Alzati e cammina, vorrebbero dirci.

Ma noi ci alziamo, camminiamo, corriamo, e paghiamo pure l’Iva. Tiè.

Poi dobbiamo tacere, perché il progresso andrà avanti da solo, perché le donne hanno già ottenuto il diritto di voto, cosa vogliono di più?, perché ci sono problemi più seri da affrontare.

Ma sapete una cosa? Io sono stanca. Tutti possiamo sopravvivere senza i fiori sul davanzale, anzi, meglio per loro dato che ho il pollice nero e faccio morire anche i cactus. Ma provateci voi a uscire senza assorbenti in quei cinque giorni infernali.

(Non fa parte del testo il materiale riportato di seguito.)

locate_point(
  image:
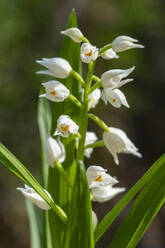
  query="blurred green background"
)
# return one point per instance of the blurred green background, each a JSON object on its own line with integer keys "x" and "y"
{"x": 30, "y": 30}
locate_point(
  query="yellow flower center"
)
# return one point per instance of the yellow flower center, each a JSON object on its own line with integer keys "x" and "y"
{"x": 99, "y": 178}
{"x": 64, "y": 128}
{"x": 89, "y": 54}
{"x": 53, "y": 93}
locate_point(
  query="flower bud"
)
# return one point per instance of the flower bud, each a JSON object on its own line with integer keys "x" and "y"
{"x": 113, "y": 78}
{"x": 116, "y": 141}
{"x": 65, "y": 126}
{"x": 88, "y": 53}
{"x": 74, "y": 33}
{"x": 55, "y": 151}
{"x": 123, "y": 43}
{"x": 109, "y": 54}
{"x": 31, "y": 194}
{"x": 103, "y": 194}
{"x": 114, "y": 97}
{"x": 55, "y": 91}
{"x": 97, "y": 176}
{"x": 90, "y": 138}
{"x": 95, "y": 97}
{"x": 57, "y": 67}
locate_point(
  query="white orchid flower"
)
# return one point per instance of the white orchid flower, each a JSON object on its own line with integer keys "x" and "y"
{"x": 74, "y": 33}
{"x": 116, "y": 141}
{"x": 113, "y": 78}
{"x": 90, "y": 138}
{"x": 109, "y": 54}
{"x": 123, "y": 43}
{"x": 114, "y": 97}
{"x": 88, "y": 53}
{"x": 57, "y": 67}
{"x": 55, "y": 91}
{"x": 95, "y": 97}
{"x": 65, "y": 126}
{"x": 94, "y": 220}
{"x": 31, "y": 194}
{"x": 106, "y": 193}
{"x": 55, "y": 151}
{"x": 97, "y": 176}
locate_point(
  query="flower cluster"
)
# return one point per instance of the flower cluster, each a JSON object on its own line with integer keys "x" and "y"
{"x": 100, "y": 183}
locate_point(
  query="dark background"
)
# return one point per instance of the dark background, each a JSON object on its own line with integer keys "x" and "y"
{"x": 30, "y": 30}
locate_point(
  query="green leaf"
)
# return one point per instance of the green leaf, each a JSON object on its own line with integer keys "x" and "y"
{"x": 112, "y": 215}
{"x": 79, "y": 232}
{"x": 36, "y": 225}
{"x": 57, "y": 186}
{"x": 44, "y": 123}
{"x": 12, "y": 163}
{"x": 144, "y": 209}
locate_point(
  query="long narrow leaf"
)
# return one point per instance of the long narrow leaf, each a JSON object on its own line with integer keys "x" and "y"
{"x": 111, "y": 216}
{"x": 144, "y": 209}
{"x": 7, "y": 158}
{"x": 36, "y": 225}
{"x": 79, "y": 229}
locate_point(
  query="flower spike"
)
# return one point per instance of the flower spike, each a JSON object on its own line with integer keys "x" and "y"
{"x": 57, "y": 67}
{"x": 114, "y": 97}
{"x": 55, "y": 91}
{"x": 113, "y": 78}
{"x": 55, "y": 151}
{"x": 116, "y": 141}
{"x": 88, "y": 53}
{"x": 123, "y": 43}
{"x": 97, "y": 176}
{"x": 65, "y": 126}
{"x": 74, "y": 33}
{"x": 90, "y": 138}
{"x": 109, "y": 54}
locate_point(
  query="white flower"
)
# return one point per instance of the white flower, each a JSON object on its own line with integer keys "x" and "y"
{"x": 114, "y": 97}
{"x": 90, "y": 138}
{"x": 113, "y": 78}
{"x": 97, "y": 176}
{"x": 123, "y": 43}
{"x": 65, "y": 126}
{"x": 57, "y": 67}
{"x": 94, "y": 220}
{"x": 55, "y": 91}
{"x": 109, "y": 54}
{"x": 74, "y": 33}
{"x": 55, "y": 150}
{"x": 95, "y": 97}
{"x": 88, "y": 53}
{"x": 106, "y": 193}
{"x": 30, "y": 194}
{"x": 116, "y": 141}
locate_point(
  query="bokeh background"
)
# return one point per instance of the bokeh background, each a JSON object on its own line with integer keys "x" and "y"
{"x": 30, "y": 30}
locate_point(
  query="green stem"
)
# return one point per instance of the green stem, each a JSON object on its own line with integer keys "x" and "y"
{"x": 94, "y": 87}
{"x": 96, "y": 79}
{"x": 78, "y": 77}
{"x": 84, "y": 113}
{"x": 96, "y": 144}
{"x": 105, "y": 48}
{"x": 99, "y": 122}
{"x": 75, "y": 100}
{"x": 62, "y": 172}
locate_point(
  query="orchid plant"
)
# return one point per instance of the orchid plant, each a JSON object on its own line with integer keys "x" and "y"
{"x": 65, "y": 105}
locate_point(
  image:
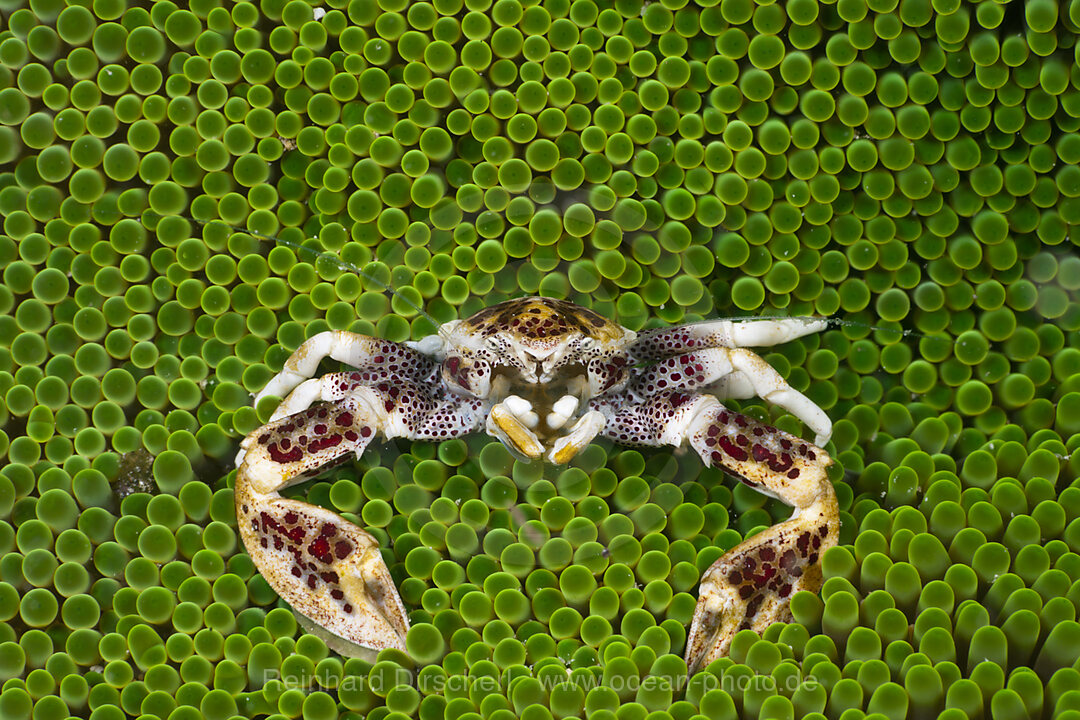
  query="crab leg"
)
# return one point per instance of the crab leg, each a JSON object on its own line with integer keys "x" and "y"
{"x": 751, "y": 585}
{"x": 737, "y": 374}
{"x": 664, "y": 342}
{"x": 325, "y": 567}
{"x": 386, "y": 358}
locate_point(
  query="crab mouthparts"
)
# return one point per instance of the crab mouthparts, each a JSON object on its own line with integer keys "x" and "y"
{"x": 535, "y": 430}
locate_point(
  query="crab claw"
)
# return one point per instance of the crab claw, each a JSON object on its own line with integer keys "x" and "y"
{"x": 504, "y": 423}
{"x": 326, "y": 568}
{"x": 750, "y": 587}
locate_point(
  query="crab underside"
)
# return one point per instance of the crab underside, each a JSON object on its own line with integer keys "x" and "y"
{"x": 544, "y": 377}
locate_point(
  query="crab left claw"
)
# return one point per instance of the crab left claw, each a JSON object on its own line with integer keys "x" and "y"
{"x": 325, "y": 567}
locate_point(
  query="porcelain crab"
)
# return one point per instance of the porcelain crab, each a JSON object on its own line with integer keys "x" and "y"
{"x": 545, "y": 377}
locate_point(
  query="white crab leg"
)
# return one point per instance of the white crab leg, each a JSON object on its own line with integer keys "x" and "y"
{"x": 663, "y": 342}
{"x": 732, "y": 372}
{"x": 751, "y": 585}
{"x": 358, "y": 351}
{"x": 770, "y": 385}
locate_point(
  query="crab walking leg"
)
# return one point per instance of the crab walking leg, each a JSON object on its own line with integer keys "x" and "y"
{"x": 732, "y": 372}
{"x": 390, "y": 360}
{"x": 664, "y": 342}
{"x": 751, "y": 585}
{"x": 323, "y": 566}
{"x": 770, "y": 385}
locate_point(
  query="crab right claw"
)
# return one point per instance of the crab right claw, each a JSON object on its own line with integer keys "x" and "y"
{"x": 750, "y": 587}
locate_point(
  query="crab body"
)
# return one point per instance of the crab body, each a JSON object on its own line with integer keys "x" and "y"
{"x": 544, "y": 377}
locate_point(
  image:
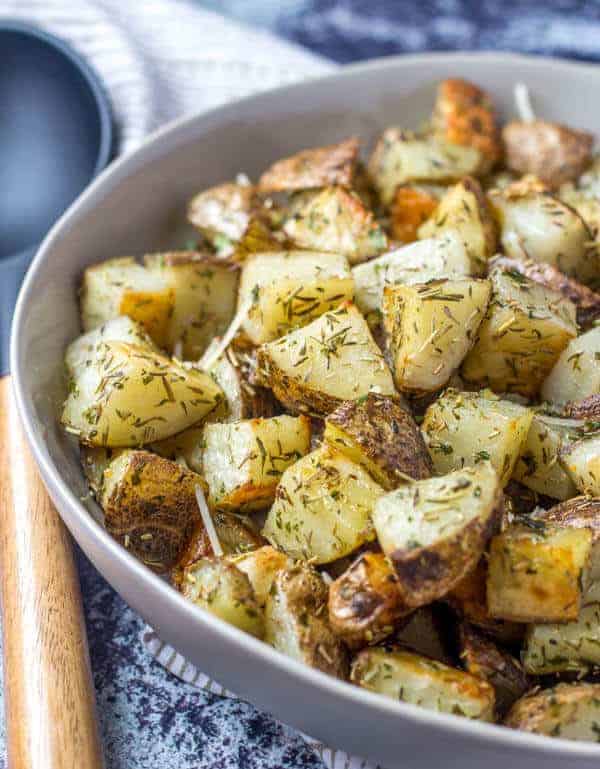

Ah, ma così lo stato ci guadagna. Già un assorbente costa come un lingotto d’oro, perché lo fanno traspirante, profumato, a sette strati, con fibre di cellulosa, con ali aerodinamiche, e il pacco da dieci viene a costare quasi venti euro. Voi capite che vorremmo tenerceli cari, usarli con moderazione, ma non possiamo.

Ironia dello stato italiano, su quei venti euro dobbiamo pagare anche l’Iva. Più di qattro euro di tasse. TASSE, signore e signori. Tasse per gli assorbenti, che ancora rientrano tra i beni di lusso. Come un paio di scarpe. Come un libro. Come un vestito da sera.

È stato giudicato – cito testualmente – inammissibile abbassarle.

2019, signore e signori.

Venitemi a parlare di progresso o di uguaglianza di genere. Vi aspetto.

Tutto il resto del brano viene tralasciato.